On 11/12/21 09:28, David Woodhouse wrote:
I do not recall that we'd actually reached a conclusion that we *will* make the gfn_to_pfn cache generally usable in that fashion. The latest I knew of that discussion was my message at https://lore.kernel.org/kvm/55a5d4e3fbd29dd55e276b97eeaefd0411b3290b.camel@xxxxxxxxxxxxx/ in which I said I'd be a whole lot happier with that if we could do it with RCU instead of an rwlock — but I don't think we can because we'd need to call synchronize_srcu() in the MMU notifier callback that might not be permitted to sleep?

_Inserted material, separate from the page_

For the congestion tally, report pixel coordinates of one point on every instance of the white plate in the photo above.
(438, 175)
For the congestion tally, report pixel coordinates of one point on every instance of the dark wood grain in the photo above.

Why do you have a problem with the rwlock? If it's per-cache, and it's mostly taken within vCPU context (with the exception of Xen), contention should be nonexistent.
I'm also slightly less comfortable with having the MMU notifier work through an arbitrary *list* of gfn_to_pfn caches that it potentially needs to invalidate, but that is very much a minor concern compared with the first. I started looking through the nested code which is the big user of this facility.
Yes, that's also where I got stuck in my first attempt a few months ago. I agree that it can be changed to use gfn-to-hva caches, except for the vmcs12->posted_intr_desc_addr and vmcs12->virtual_apic_page_addr.
Paolo
The important part of the gfn_to_pfn mapping as I've used it for Xen event channel delivery is the fast path in the common case, falling back to a slow path that needs to sleep, to revalidate the mapping. That fast vs. slow path (with a workqueue) already existed for irqfd delivery and I just needed to hook into it in the right places. I didn't see anything in nested code that would benefit from that same setup, and AFAICT it should all be running with current->mm == kvm->mm so surely it ought to be able to just access things using the userspace HVA and sleep if necessary? (There's an *entirely* gratuitous one in nested_cache_shadow_vmcs12() which does a map/memcpy/unmap that really ought to be kvm_read_guest(). I'll send a patch for that shortly)